Marital Disillusionment, Shyness and Psychological Distress in Young Women
Abstract
The objective of this article is to examine relationship between Marital disillusionment shyness and psychological distress. This was hypothesized that marital disillusionment develops shyness and predicts psychological distress in young women. The sample comprises N=145 young married women with obesity. A cross-sectional survey research design was used to execute study of marital disillusionment shyness and psychological distress in young women.

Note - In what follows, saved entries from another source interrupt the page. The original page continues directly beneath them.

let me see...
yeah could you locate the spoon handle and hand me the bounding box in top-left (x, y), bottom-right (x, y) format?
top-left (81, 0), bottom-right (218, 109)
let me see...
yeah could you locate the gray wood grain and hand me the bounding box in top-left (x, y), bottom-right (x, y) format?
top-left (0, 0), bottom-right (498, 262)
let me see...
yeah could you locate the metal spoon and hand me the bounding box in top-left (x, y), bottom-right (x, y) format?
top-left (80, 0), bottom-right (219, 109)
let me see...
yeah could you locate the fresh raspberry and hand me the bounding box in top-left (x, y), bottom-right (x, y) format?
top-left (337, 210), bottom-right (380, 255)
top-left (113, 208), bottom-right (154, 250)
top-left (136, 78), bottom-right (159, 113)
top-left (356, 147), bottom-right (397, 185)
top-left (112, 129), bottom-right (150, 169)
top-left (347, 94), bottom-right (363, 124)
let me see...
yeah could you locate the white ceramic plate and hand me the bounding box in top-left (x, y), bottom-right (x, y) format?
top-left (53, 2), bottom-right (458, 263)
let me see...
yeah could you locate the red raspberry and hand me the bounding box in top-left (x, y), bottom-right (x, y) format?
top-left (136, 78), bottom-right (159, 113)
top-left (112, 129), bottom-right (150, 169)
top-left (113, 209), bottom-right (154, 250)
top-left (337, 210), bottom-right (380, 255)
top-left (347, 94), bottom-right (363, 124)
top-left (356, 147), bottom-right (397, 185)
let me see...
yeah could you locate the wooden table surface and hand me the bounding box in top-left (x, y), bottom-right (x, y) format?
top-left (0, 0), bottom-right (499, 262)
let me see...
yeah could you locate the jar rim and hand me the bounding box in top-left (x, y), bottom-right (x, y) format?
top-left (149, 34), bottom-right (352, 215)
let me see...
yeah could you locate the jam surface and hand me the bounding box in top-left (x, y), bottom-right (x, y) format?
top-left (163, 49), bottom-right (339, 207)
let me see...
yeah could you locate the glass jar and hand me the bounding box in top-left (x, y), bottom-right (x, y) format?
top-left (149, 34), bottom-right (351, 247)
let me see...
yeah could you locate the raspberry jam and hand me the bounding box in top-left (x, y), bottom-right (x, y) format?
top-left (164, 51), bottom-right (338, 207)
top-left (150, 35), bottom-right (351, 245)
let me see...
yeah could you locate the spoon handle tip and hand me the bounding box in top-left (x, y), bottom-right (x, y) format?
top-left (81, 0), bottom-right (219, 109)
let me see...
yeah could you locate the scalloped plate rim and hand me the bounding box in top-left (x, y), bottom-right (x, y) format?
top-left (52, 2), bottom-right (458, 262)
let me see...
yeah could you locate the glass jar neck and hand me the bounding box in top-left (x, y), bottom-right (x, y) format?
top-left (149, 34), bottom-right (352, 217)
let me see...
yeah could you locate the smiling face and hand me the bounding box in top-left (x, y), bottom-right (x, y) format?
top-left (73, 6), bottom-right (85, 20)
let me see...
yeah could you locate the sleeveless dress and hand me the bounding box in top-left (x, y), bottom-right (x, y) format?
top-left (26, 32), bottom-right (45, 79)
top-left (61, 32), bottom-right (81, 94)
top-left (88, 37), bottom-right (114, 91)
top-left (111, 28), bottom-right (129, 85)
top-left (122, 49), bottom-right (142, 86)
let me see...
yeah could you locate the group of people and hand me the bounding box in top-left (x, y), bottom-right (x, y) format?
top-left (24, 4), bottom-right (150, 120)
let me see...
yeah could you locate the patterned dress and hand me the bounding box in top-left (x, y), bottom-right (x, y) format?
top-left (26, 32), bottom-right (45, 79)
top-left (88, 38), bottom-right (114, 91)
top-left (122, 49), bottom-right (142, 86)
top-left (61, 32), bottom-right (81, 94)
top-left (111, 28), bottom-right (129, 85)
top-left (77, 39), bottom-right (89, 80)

The scales comprise marital disillusionment questionnaire (Niehuis, S., & Bartell, D 2006) Shyness questionnaire (McCroskey, J. C., & Richmond, V.P., 2013) and k10 psychological distress questionnaire (Hiripi E, Epstein JF, Kessler RC, Barker PR, Colpe LJ, Gfroerer 2003). Demographic information sheets were used as well. To demonstrate marital disillusionment and shyness as the predictors of psychological distress in young women a simple linear regression analysis was conducted. The cross-sectional analysis was undertaken to understand the relationship between marital disillusionment shyness and psychological distress. The findings shows that Marital disillusionment is positively correlated with shyness and psychological distress. Shyness is positively correlated with psychological distress. Marital disillusionment predicts shyness and psychological distress in young women. Shyness predicts psychological distress in young women. The result of current study represents an important extension to prior findings and present empirical research provided grounds to more studies in future.
Keywords: Marital Disillusionment, Shyness, Psychological Distress, Scale, Cross-Sectional, Married Women.